For those of you who were told you might need an endometrial biopsy, here’s my experience, so you can sleep a little better at night.
Although I do not know what yours will be like, I can tell you that not all of them turn out horrific like you might’ve read online.
Why You Might Need an Endometrial Biopsy
According to WebMD, you may need an endometrial biopsy to check for cancer, irregular bleeding, or to see if your body can handle a future pregnancy.
In my case, it was to check for abnormal cells due to my ultra sound results revealing a thickened endometrium.
They just wanted to be sure that my cells are not cancerous as a pre-screening measure.
Now, if you need a biopsy, here’s one piece of advice you may want to take if you are the nervous type like me.
Don’t Google Before Your Appointment
Before any procedure, you probably should not google other people’s experiences if you freak out easily.
For me personally, I like to be prepared, but hearing about other women’s distress made me afraid to my core.
Some women commented the procedure is barbaric and women should be put under anesthesia for it or be given some type of uterine pain relief.
Others mentioned that the pain was so horrific, they got dizzy and almost passed out afterward.
One lady mentioned that she had numerous non-medicated births, but could barely handle the biopsy due to pain.
So, after reading all of that, you can imagine how I felt about this five minute “procedure.” Afraid. Very afraid.
“Take 800 mg of Tylenol an hour before and bring someone if you need to” the nurse told me.
Here is What Happened
I took two Advil 30 minutes prior and went alone.
I get my measurements taken, the doctor asks me a ton of questions related to my health, and has me lye down for the exam.
If you’ve ever had a pap smear, the biopsy is very similar except the doctor will be removing a piece of your uterine tissue instead.
Since I was so scared, I was trying to talk aloud about random things looking very insane, but I didn’t want to think or feel anything. I am certain the blood was draining out of my face by this time.
I could see the thin tube and it looked like the length of my lower arm.
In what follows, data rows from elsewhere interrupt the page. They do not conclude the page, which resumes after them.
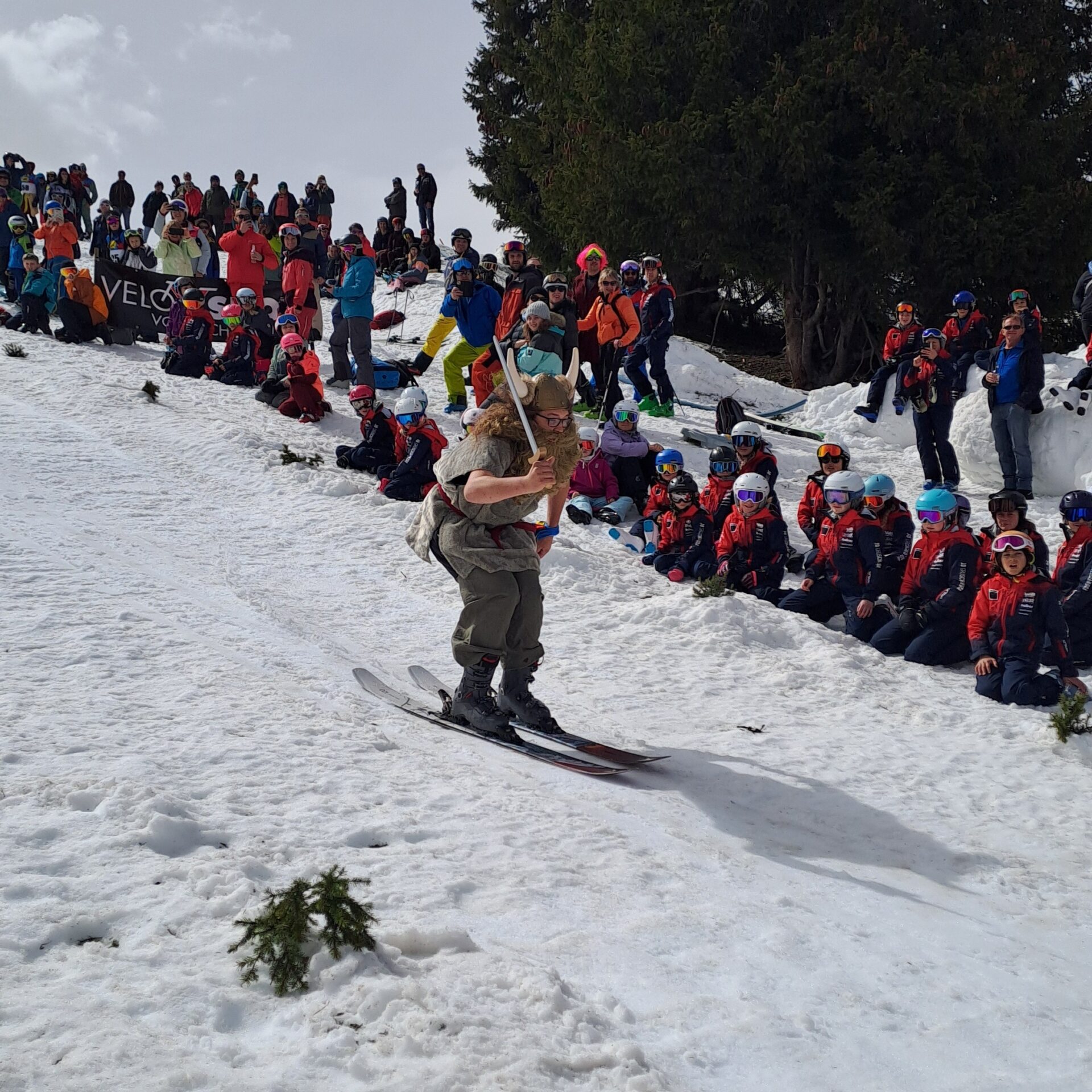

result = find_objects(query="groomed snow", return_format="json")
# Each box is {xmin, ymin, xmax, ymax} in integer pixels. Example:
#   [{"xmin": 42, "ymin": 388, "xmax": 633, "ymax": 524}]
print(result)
[{"xmin": 0, "ymin": 271, "xmax": 1092, "ymax": 1092}]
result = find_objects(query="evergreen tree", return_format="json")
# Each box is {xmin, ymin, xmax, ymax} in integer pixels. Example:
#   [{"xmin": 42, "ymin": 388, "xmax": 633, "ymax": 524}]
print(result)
[{"xmin": 468, "ymin": 0, "xmax": 1092, "ymax": 387}]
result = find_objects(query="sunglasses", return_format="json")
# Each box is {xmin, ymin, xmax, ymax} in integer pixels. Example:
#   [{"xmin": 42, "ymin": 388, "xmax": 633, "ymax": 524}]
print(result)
[{"xmin": 990, "ymin": 532, "xmax": 1030, "ymax": 553}]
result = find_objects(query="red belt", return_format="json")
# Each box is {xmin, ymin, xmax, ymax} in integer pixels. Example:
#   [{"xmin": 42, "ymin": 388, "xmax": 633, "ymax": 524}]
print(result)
[{"xmin": 436, "ymin": 483, "xmax": 539, "ymax": 549}]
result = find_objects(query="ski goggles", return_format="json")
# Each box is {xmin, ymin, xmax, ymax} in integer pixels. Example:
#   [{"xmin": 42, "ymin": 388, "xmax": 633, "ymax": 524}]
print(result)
[{"xmin": 990, "ymin": 531, "xmax": 1035, "ymax": 553}]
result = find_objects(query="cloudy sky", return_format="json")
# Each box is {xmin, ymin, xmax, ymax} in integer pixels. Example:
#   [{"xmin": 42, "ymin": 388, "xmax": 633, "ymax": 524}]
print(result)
[{"xmin": 0, "ymin": 0, "xmax": 500, "ymax": 253}]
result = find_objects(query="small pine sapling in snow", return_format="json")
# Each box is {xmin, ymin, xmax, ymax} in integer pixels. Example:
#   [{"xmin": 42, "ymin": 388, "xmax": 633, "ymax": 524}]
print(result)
[
  {"xmin": 693, "ymin": 573, "xmax": 736, "ymax": 599},
  {"xmin": 1050, "ymin": 691, "xmax": 1092, "ymax": 743},
  {"xmin": 228, "ymin": 865, "xmax": 375, "ymax": 997}
]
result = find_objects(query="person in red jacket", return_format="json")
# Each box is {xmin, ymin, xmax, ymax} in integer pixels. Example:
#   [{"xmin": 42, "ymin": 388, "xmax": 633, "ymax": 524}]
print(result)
[
  {"xmin": 966, "ymin": 531, "xmax": 1087, "ymax": 705},
  {"xmin": 641, "ymin": 471, "xmax": 717, "ymax": 584},
  {"xmin": 717, "ymin": 474, "xmax": 788, "ymax": 606},
  {"xmin": 278, "ymin": 334, "xmax": 333, "ymax": 425},
  {"xmin": 853, "ymin": 299, "xmax": 921, "ymax": 425},
  {"xmin": 796, "ymin": 444, "xmax": 850, "ymax": 565},
  {"xmin": 220, "ymin": 211, "xmax": 278, "ymax": 301},
  {"xmin": 869, "ymin": 489, "xmax": 978, "ymax": 665},
  {"xmin": 940, "ymin": 292, "xmax": 990, "ymax": 401},
  {"xmin": 1044, "ymin": 489, "xmax": 1092, "ymax": 665},
  {"xmin": 280, "ymin": 224, "xmax": 319, "ymax": 341}
]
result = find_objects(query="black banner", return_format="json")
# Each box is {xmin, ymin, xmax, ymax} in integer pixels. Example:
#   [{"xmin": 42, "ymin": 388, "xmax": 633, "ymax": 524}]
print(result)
[{"xmin": 95, "ymin": 261, "xmax": 279, "ymax": 341}]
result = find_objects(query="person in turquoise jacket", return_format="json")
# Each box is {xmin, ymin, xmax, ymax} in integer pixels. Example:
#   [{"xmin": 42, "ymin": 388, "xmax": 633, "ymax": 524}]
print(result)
[
  {"xmin": 440, "ymin": 258, "xmax": 500, "ymax": 414},
  {"xmin": 330, "ymin": 234, "xmax": 375, "ymax": 387}
]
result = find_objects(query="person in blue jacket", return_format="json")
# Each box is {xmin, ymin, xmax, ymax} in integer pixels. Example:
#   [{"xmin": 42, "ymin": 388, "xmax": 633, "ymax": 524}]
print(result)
[
  {"xmin": 330, "ymin": 234, "xmax": 375, "ymax": 388},
  {"xmin": 440, "ymin": 258, "xmax": 500, "ymax": 414}
]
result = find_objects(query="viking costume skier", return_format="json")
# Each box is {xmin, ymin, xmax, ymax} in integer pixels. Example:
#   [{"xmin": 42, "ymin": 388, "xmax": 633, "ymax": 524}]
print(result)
[{"xmin": 406, "ymin": 354, "xmax": 580, "ymax": 739}]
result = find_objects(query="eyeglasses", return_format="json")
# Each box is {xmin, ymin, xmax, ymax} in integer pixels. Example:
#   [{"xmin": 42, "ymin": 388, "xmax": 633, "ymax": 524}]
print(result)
[{"xmin": 535, "ymin": 413, "xmax": 572, "ymax": 428}]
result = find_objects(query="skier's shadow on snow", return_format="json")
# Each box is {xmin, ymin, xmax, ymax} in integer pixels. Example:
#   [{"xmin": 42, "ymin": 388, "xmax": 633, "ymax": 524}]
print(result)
[{"xmin": 630, "ymin": 748, "xmax": 1002, "ymax": 908}]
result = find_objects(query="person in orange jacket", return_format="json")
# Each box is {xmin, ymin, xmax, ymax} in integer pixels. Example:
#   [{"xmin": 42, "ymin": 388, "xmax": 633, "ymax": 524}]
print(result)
[
  {"xmin": 577, "ymin": 267, "xmax": 641, "ymax": 417},
  {"xmin": 55, "ymin": 262, "xmax": 114, "ymax": 345},
  {"xmin": 220, "ymin": 210, "xmax": 278, "ymax": 301}
]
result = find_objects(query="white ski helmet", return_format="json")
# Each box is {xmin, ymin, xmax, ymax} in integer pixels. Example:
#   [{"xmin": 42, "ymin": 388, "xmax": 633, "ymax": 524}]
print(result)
[
  {"xmin": 394, "ymin": 387, "xmax": 428, "ymax": 414},
  {"xmin": 822, "ymin": 471, "xmax": 865, "ymax": 504},
  {"xmin": 731, "ymin": 420, "xmax": 762, "ymax": 444},
  {"xmin": 731, "ymin": 471, "xmax": 770, "ymax": 500}
]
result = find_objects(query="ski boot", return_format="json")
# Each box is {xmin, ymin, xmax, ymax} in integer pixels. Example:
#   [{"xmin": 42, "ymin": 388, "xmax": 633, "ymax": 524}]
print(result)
[
  {"xmin": 448, "ymin": 656, "xmax": 521, "ymax": 744},
  {"xmin": 497, "ymin": 664, "xmax": 561, "ymax": 733}
]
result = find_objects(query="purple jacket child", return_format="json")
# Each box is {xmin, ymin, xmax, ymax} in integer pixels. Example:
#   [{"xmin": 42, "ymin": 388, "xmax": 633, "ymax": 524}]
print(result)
[{"xmin": 569, "ymin": 451, "xmax": 618, "ymax": 504}]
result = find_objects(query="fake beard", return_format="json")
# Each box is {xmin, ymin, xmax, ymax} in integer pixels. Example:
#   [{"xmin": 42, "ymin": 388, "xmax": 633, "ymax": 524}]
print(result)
[{"xmin": 473, "ymin": 387, "xmax": 580, "ymax": 497}]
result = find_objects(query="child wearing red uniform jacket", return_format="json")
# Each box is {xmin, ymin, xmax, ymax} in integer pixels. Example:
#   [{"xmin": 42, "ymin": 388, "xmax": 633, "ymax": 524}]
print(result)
[
  {"xmin": 796, "ymin": 444, "xmax": 850, "ymax": 565},
  {"xmin": 698, "ymin": 448, "xmax": 739, "ymax": 537},
  {"xmin": 717, "ymin": 474, "xmax": 788, "ymax": 605},
  {"xmin": 641, "ymin": 471, "xmax": 717, "ymax": 584},
  {"xmin": 278, "ymin": 334, "xmax": 333, "ymax": 425},
  {"xmin": 1044, "ymin": 489, "xmax": 1092, "ymax": 665},
  {"xmin": 780, "ymin": 471, "xmax": 891, "ymax": 641},
  {"xmin": 375, "ymin": 388, "xmax": 448, "ymax": 500},
  {"xmin": 966, "ymin": 531, "xmax": 1087, "ymax": 705},
  {"xmin": 869, "ymin": 489, "xmax": 978, "ymax": 665},
  {"xmin": 334, "ymin": 383, "xmax": 398, "ymax": 474}
]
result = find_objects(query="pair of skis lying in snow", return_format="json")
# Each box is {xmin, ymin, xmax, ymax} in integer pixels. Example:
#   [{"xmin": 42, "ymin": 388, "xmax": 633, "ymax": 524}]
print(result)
[{"xmin": 353, "ymin": 666, "xmax": 667, "ymax": 777}]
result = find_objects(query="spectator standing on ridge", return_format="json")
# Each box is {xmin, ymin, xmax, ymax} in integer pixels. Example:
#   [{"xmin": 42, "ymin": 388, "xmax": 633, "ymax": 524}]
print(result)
[
  {"xmin": 413, "ymin": 163, "xmax": 437, "ymax": 235},
  {"xmin": 109, "ymin": 171, "xmax": 136, "ymax": 227}
]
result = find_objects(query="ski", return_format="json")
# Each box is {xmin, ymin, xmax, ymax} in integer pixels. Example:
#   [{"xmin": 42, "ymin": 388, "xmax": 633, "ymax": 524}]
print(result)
[
  {"xmin": 410, "ymin": 664, "xmax": 668, "ymax": 766},
  {"xmin": 353, "ymin": 667, "xmax": 623, "ymax": 777}
]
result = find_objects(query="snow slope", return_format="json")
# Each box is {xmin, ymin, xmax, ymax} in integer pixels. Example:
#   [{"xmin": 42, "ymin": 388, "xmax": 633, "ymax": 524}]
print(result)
[{"xmin": 0, "ymin": 275, "xmax": 1092, "ymax": 1092}]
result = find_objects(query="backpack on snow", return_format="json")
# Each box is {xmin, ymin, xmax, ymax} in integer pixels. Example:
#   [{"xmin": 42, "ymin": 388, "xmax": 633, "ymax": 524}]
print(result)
[{"xmin": 717, "ymin": 394, "xmax": 747, "ymax": 436}]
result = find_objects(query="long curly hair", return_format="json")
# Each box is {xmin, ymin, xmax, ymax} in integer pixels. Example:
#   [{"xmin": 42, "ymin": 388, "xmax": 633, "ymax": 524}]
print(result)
[{"xmin": 471, "ymin": 386, "xmax": 580, "ymax": 497}]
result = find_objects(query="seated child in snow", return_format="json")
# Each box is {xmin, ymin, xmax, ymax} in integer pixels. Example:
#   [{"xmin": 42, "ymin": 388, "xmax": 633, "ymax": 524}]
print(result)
[
  {"xmin": 1045, "ymin": 489, "xmax": 1092, "ymax": 664},
  {"xmin": 205, "ymin": 304, "xmax": 258, "ymax": 387},
  {"xmin": 717, "ymin": 473, "xmax": 788, "ymax": 604},
  {"xmin": 336, "ymin": 383, "xmax": 398, "ymax": 474},
  {"xmin": 629, "ymin": 448, "xmax": 682, "ymax": 543},
  {"xmin": 870, "ymin": 489, "xmax": 978, "ymax": 665},
  {"xmin": 375, "ymin": 388, "xmax": 448, "ymax": 500},
  {"xmin": 599, "ymin": 399, "xmax": 664, "ymax": 508},
  {"xmin": 641, "ymin": 473, "xmax": 717, "ymax": 583},
  {"xmin": 966, "ymin": 531, "xmax": 1087, "ymax": 705},
  {"xmin": 163, "ymin": 288, "xmax": 214, "ymax": 379},
  {"xmin": 565, "ymin": 425, "xmax": 634, "ymax": 526},
  {"xmin": 699, "ymin": 448, "xmax": 739, "ymax": 537},
  {"xmin": 279, "ymin": 334, "xmax": 333, "ymax": 425}
]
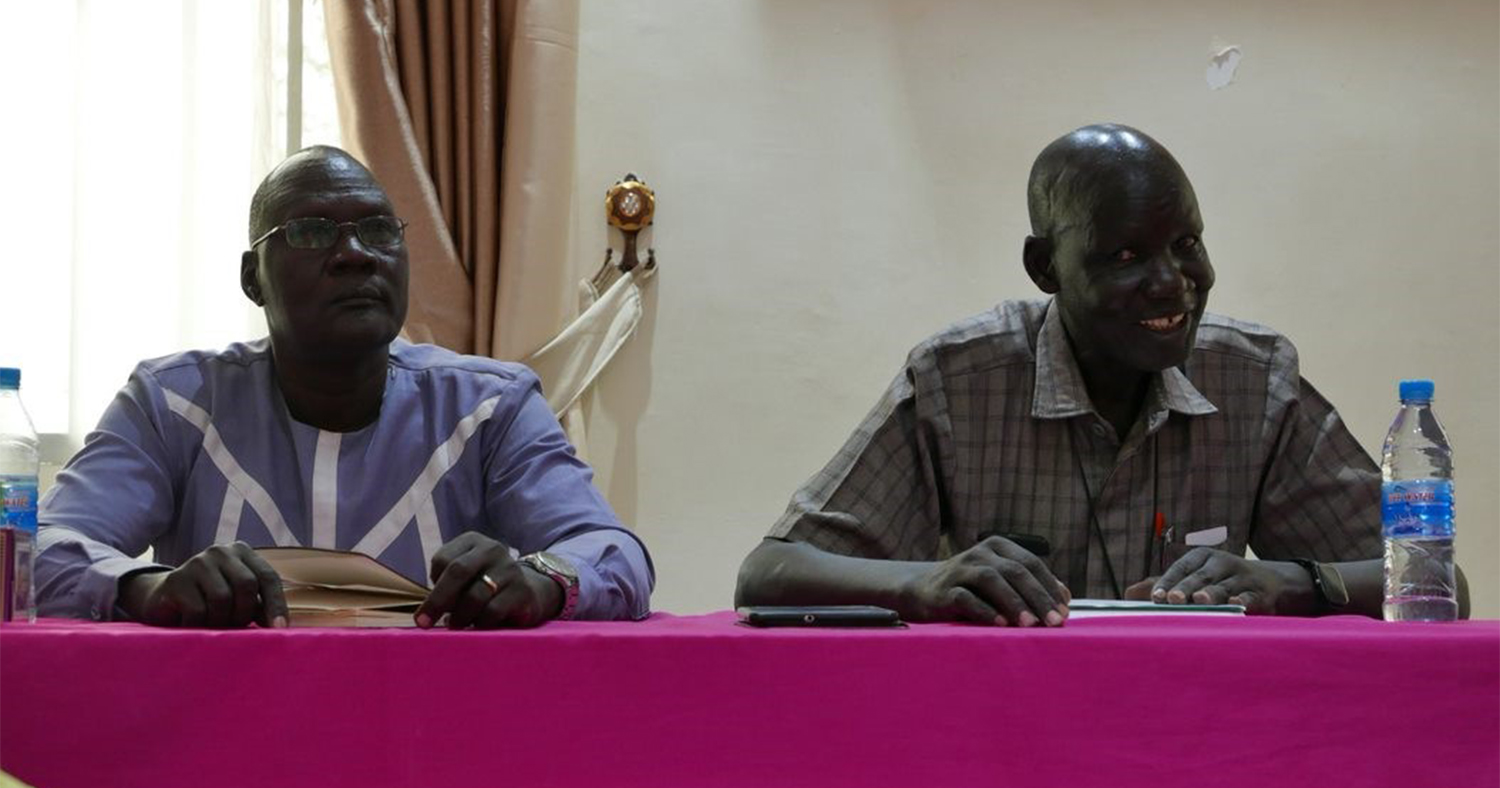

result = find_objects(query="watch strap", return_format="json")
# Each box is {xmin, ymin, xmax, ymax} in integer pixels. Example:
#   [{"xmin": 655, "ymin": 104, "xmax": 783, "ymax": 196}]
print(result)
[{"xmin": 521, "ymin": 551, "xmax": 578, "ymax": 621}]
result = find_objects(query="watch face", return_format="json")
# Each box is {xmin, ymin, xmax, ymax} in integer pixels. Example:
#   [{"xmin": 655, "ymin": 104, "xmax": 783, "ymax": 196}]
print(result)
[
  {"xmin": 531, "ymin": 551, "xmax": 578, "ymax": 585},
  {"xmin": 1317, "ymin": 564, "xmax": 1349, "ymax": 608}
]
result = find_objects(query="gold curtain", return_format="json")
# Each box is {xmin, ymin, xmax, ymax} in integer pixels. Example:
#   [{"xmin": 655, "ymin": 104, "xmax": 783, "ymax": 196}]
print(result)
[{"xmin": 326, "ymin": 0, "xmax": 578, "ymax": 360}]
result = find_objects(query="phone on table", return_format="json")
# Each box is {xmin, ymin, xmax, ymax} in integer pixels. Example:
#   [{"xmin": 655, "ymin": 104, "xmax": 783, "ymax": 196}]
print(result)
[{"xmin": 735, "ymin": 605, "xmax": 905, "ymax": 627}]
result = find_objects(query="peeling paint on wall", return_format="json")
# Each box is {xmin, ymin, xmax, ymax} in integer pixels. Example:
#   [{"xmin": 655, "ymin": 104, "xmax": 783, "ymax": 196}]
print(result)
[{"xmin": 1208, "ymin": 45, "xmax": 1245, "ymax": 90}]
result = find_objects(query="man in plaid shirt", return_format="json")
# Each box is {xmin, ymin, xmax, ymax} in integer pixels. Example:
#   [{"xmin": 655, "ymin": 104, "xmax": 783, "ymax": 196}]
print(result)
[{"xmin": 735, "ymin": 125, "xmax": 1467, "ymax": 626}]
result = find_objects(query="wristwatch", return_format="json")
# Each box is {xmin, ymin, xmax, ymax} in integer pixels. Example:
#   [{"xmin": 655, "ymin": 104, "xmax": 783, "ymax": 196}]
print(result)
[
  {"xmin": 1292, "ymin": 558, "xmax": 1349, "ymax": 612},
  {"xmin": 521, "ymin": 551, "xmax": 578, "ymax": 621}
]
It is thinner than a kid size straw.
My legs were shaking because I was anticipating major, excruciating, make-you-pass-out kind of pain.
As I wait for the horrific pain to begin, the doctor says “I got a sample!”
I felt nothing. Nothing. And it was over in minutes. I couldn’t believe it. How could this be? I was so relieved, but also in disbelief.
Where was the cramping, the 9/10 pain, the passing out and vomiting after the procedure!?
Then, I see her remove a tiny slither of my tissue from the tube and place it into a solution for testing.
Still no passing out.
Luckily, it was a good sample and we did not have to redo things.
I get up and I did feel some cramping with Advil, but barely any at all.
Of course, everyone has a different experience, but from what I heard, most do just fine.
Why Women Have Different Experiences
I still remember telling the doctor what I read on google and he said, you shouldn’t have more than a little cramping. That doesn’t explain why some people go through hell with this procedure.
I have no clue why it’s horrific for some and not for others, but some women do not have the option of taking any type of pain relief beforehand.
Depending on the time of your cycle, there may be more sensitivity too.
Also, I heard the electronic suction is more uncomfortable than the pipette (thin tube).
Other than that, I am not sure what creates such extremes, but I am glad that it was over fast enough and I hope it is for you too!
If you’ve had an endometrial biopsy, do you know what caused your pain or lack there of? How did your procedure go?
Good luck to those who need one! I really hope it’s over fast for you and that you don’t feel much pain/cramping.
Note: I’m not a doctor and cannot provide medical advice. My story is based on my personal experience and opinion.